Working with SQL's IN() instruction in PHP
Creating a simple PHP function to make PHP arrays understandable to SQL
Hello! I wanted to share how I managed to automatize queries in SQL which used the IN()
instruction with PHP.
The problem
A very common situation consists of an array in PHP in which I have a list of things I want to use to filter my query's results. To do that I should use this IN()
instruction, but SQL won't understand a PHP array so easily.
The next code shows what I would like to achieve:
SELECT Name FROM animals WHERE Species IN({$selectedSpecies})
where $selectedSpecies
would be an array like:
<?php
$selectedSpecies = array("Dog", "Cat", "Fish");
Well, unfortunately, for the query to work, the PHP variable between the braces {}
should be a string.
The solution
Solving this problem is very simple as we just need to transform that array into a string that can fit in the IN()
statement. A very simple way is this PHP function, which I use very often:
<?php
function arrayToStringForInStatement($array): string
{
$string = "";
foreach ((array)$array as $elem) {
$string .= "'$elem'" . ", ";
}
return substr($string, 0, strlen($string) - 2);
}
The reason I have to create my own function and I am not using the native implode()
, is that I need each element of the array to be between single quotation marks if I am searching for strings. implode()
would work if I was searching for integers, but the function I created works fine in every case.
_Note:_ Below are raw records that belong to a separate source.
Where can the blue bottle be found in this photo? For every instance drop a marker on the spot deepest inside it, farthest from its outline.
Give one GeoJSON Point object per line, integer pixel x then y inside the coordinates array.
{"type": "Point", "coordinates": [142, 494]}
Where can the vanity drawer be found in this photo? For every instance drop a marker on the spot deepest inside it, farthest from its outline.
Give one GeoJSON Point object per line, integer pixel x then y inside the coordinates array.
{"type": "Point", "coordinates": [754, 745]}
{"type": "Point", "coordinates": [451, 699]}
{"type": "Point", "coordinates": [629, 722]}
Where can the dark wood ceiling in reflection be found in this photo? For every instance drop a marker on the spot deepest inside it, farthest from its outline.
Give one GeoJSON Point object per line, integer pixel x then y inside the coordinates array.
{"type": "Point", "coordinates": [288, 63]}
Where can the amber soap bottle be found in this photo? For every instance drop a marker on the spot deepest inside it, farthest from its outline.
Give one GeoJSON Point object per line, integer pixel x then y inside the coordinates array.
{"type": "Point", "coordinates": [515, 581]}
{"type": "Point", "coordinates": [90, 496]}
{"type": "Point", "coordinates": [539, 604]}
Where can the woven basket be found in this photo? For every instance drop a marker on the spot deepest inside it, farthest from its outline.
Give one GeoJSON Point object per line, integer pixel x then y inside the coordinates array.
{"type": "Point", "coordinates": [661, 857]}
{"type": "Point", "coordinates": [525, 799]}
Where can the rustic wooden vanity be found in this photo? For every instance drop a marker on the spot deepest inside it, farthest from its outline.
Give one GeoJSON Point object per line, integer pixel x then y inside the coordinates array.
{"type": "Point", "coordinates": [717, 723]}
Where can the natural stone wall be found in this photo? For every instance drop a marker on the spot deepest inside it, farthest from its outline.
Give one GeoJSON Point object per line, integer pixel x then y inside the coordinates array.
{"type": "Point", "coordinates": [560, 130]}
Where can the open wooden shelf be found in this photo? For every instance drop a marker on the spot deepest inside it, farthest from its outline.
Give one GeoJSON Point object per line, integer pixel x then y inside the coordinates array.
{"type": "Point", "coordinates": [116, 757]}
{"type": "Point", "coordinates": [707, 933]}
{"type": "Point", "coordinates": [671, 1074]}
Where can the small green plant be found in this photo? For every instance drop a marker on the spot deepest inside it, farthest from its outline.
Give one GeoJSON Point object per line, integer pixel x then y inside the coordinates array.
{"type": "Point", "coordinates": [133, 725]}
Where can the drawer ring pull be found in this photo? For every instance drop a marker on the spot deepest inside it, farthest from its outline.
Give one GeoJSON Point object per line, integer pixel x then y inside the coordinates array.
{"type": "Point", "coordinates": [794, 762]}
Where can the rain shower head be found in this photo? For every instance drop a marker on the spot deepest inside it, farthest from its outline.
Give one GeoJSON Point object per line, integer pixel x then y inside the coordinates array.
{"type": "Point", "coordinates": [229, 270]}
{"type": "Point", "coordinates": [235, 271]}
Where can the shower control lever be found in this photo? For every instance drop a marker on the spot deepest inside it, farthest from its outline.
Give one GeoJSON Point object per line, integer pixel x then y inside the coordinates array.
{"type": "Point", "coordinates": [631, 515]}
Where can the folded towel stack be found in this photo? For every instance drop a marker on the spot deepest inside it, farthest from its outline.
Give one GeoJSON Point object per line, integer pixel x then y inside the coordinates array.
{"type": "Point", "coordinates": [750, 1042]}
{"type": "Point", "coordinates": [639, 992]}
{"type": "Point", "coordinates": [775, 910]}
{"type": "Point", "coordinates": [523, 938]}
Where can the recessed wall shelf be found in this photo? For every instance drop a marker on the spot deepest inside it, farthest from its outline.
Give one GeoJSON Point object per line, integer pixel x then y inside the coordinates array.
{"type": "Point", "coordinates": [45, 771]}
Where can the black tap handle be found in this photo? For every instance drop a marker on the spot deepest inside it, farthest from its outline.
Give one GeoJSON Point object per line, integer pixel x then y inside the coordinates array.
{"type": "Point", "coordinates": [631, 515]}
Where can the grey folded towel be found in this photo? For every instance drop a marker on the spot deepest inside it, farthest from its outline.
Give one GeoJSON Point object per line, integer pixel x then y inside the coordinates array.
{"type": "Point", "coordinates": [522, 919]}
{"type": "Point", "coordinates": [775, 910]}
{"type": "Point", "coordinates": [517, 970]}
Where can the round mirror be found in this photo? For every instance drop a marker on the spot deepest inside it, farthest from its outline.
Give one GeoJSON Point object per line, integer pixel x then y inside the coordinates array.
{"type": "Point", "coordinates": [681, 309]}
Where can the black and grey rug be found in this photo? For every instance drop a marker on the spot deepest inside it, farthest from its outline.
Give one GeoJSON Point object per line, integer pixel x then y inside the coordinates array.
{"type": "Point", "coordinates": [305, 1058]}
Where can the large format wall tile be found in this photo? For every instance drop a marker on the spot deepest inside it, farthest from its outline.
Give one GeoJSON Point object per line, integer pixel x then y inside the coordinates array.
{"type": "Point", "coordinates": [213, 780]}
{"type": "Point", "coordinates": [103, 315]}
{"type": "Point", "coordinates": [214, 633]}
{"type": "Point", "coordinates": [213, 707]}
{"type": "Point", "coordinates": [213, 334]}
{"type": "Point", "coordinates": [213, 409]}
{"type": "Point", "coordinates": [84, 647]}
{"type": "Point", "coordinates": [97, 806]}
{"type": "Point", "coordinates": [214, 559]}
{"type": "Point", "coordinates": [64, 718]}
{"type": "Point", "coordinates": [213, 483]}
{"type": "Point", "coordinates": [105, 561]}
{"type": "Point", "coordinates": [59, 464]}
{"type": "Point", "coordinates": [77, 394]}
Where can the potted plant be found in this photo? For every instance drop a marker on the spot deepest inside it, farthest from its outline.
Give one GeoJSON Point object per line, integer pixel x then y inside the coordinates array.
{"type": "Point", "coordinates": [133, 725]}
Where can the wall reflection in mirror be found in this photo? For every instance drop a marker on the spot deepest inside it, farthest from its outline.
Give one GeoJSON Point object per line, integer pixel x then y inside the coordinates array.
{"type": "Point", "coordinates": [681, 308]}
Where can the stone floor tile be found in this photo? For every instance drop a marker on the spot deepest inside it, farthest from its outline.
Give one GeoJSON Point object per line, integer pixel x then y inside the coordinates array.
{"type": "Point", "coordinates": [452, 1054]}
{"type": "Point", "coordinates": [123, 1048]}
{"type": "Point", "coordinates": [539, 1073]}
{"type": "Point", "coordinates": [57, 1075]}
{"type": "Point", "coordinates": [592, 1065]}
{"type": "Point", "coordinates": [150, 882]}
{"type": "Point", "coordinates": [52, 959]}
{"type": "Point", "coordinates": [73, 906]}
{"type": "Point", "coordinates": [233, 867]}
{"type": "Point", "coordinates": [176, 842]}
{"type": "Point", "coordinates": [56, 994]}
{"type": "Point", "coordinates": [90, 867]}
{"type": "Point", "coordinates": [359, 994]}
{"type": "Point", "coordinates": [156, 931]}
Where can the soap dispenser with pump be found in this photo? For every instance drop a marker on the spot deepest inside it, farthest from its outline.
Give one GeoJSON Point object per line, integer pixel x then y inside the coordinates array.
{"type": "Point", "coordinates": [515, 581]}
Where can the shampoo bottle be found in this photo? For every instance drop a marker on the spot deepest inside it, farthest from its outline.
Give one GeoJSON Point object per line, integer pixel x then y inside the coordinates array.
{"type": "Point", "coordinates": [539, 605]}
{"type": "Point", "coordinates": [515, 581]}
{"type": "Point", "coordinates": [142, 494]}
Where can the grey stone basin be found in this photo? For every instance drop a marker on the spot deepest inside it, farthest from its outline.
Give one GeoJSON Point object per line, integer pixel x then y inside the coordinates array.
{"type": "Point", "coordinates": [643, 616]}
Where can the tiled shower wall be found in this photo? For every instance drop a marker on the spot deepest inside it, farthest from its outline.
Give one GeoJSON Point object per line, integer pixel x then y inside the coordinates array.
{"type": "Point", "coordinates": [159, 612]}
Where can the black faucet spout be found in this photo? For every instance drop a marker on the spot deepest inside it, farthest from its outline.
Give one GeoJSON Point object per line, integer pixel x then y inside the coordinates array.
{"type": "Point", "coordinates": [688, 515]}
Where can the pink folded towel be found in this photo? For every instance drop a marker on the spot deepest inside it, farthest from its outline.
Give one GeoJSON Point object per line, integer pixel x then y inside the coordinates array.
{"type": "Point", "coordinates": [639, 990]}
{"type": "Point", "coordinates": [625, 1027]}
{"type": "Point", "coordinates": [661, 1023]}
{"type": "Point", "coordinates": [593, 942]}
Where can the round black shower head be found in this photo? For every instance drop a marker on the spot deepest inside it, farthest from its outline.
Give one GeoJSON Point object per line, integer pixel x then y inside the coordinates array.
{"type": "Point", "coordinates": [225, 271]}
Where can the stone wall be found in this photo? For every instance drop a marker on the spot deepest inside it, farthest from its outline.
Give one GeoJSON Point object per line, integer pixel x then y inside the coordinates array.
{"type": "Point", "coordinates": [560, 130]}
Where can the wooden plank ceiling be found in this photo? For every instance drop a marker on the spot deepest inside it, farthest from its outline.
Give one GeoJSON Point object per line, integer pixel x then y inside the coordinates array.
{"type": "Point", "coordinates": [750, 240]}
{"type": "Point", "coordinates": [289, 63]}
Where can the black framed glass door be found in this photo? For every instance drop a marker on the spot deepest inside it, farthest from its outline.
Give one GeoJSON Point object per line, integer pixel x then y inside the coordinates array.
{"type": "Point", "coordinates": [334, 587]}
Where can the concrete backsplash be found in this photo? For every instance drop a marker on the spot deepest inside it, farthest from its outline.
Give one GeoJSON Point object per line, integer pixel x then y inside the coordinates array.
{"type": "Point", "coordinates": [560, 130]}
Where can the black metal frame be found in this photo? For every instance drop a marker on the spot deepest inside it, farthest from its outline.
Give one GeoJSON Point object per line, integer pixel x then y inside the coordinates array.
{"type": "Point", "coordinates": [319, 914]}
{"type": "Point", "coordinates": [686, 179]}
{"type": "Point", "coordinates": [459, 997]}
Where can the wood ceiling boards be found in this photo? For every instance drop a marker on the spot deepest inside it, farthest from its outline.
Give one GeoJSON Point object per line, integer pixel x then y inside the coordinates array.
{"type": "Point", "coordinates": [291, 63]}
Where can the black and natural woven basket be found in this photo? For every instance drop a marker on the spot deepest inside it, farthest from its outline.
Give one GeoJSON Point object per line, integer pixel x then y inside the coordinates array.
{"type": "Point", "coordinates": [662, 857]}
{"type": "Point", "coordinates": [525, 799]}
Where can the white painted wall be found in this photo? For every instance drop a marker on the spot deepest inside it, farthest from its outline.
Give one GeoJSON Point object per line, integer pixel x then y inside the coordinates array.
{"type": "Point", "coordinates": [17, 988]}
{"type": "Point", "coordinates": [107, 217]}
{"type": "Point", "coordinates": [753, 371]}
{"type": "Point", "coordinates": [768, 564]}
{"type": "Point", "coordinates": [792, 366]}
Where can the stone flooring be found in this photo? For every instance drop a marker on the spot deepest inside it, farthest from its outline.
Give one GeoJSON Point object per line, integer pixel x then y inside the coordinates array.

Finally, the code would look like this:
<?php
$selectedSpecies = array("Dog", "Cat", "Fish");
$selectedSpeciesString =
arrayToStringForInStatement($selectedSpecies);
// The query, but now it will work fine!
$sql = "SELECT Name
FROM animals
WHERE Species IN({$selectedSpeciesString})";
$result = mysqli_query($link, $sql);
$showResult = mysqli_fetch_array($result);
Seems quite simple, right? But this has for sure been very useful to me. I hope it can be also useful to you! Thanks for reading!